Ramsey said Q2 initially tried monitoring applications by creating health rules based on a certain percent of errors, but that approach ended up being too noisy. To reduce false alerts, Ramsey switched to dynamic baselines—these are automatically created by the AppDynamics controller using machine-learning algorithms to account for changes to baseline performance over time. “By incorporating dynamic baselines we were able to drive down the number of false alerts by more than 83%,” Ramsey reported.
Another way that Ramsey ensures end users will have the best possible experience is to keep tabs on how the platform is performing for different customers. To this end, he autogenerates individual dashboards so each customer has the option of tracking their own performance.
Use of AppDynamics has reduced troubleshooting by hours—and in some cases days— by pinpointing the location of a problem. “It really helps to have a giant, blinking red dot to tell people where to start looking when you have applications spread over 100 different servers and a variety of different applications,” Ramsey said. “Rather than assemble folks from the networking team, storage team, VMware team, and app team in an IT war room where they would typically end up pointing fingers at each other, AppDynamics helps everyone get on the same page.”
Q2 has also seen daily error rates drop using AppDynamics and experienced an increase in overall code quality. “AppDynamics alerted us to a lot of existing problems that we didn’t know we had,” Ramsey said.

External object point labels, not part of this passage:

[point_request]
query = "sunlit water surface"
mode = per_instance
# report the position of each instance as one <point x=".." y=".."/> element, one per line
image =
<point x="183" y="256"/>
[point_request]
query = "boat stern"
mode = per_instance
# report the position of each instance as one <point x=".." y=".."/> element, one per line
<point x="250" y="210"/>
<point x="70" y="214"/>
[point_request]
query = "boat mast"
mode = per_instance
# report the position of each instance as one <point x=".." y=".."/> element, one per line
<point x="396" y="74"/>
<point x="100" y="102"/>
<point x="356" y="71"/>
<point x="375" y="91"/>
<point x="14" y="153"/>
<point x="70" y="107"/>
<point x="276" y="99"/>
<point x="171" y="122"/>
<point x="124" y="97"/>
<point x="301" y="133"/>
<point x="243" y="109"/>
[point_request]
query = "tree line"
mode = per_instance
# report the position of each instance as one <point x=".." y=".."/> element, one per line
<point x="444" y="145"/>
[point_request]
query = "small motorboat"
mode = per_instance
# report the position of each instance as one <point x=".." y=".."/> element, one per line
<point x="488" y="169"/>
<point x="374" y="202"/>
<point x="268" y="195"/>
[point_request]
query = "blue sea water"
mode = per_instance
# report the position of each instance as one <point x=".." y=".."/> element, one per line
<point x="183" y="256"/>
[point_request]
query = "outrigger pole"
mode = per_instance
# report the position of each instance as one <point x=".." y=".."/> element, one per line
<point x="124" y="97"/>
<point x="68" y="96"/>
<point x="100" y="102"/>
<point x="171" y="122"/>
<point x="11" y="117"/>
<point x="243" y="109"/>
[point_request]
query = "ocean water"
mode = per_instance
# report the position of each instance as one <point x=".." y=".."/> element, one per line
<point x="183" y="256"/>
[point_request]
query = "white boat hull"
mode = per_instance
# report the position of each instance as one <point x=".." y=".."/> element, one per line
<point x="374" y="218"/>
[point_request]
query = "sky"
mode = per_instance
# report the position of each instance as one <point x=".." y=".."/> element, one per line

Like many organizations, Q2 is transitioning to DevOps and has already begun to increase release velocity. As teams become more agile, AppDynamics is giving them confidence that new releases will not introduce regressions. The assurance is not only important to internal teams, but also helps build trust with banks and credit unions who need to have confidence that each new version of the platform is highly performant before they turn it over to their customers. With AppDynamics, financial organizations can run their own load tests and observe the results themselves.